27 mars 2010 - 1 réactions
De notre correspondante à Bruxelles.
Pour maintenir à flot le bateau grec, on savait que Georges Papandréou devait retourner lever de l'argent frais sur les marchés financiers. Mais depuis jeudi, quelque chose a changé : il dispose d'une caution pour faire baisser le prix qui lui sera demandé. Quiconque s'est déjà assis devant le bureau d'un banquier sait à quel point cela peut faire la différence. Quelle différence ? C'est toute la question. La réponse est entre les mains des marchés. Ils ont commencé à baisser la prime de risque demandée à la Grèce. Mais on est encore loin du compte. Si l'on veut éviter qu'elle ne sombre dans le surendettement chronique, il faudrait que la baisse se poursuive encore longtemps - jusqu'à atteindre 4% au lieu de 6,5% actuellement -, estiment des économistes.

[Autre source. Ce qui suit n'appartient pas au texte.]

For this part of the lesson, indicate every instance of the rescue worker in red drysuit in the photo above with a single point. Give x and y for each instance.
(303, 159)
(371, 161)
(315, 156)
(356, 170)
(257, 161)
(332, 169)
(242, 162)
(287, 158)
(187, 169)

Un bras secourable en cas de malaise
Le contrat de caution que la chancelière allemande Angela Merkel a mis au point avec le président Sarkozy et que les autres pays de la zone euro ont signé est d'une rare sévérité. Il traite la Grèce un peu comme un médecin le ferait de la victime d'une addiction. La drogue grecque, c'était l'argent pas cher garanti par d'autres. Ce qui s'est décidé cette semaine, ce n'est pas de lui fournir des doses gratuites. Même pas un traitement de substitution. Juste la promesse de tendre un bras secourable en cas de malaise. L'Allemagne appelle cela l'ultima ratio. Si un jour, dans les mois à venir, la Grèce n'était plus en mesure d'honorer ses échéances ou de payer ses fonctionnaires, elle pourra se tourner vers les autres membres de la Zone et vers le FMI (Fonds monétaire international) pour leur emprunter quelques dizaines de milliards, à un taux inférieur certes au taux actuel mais certainement élevé.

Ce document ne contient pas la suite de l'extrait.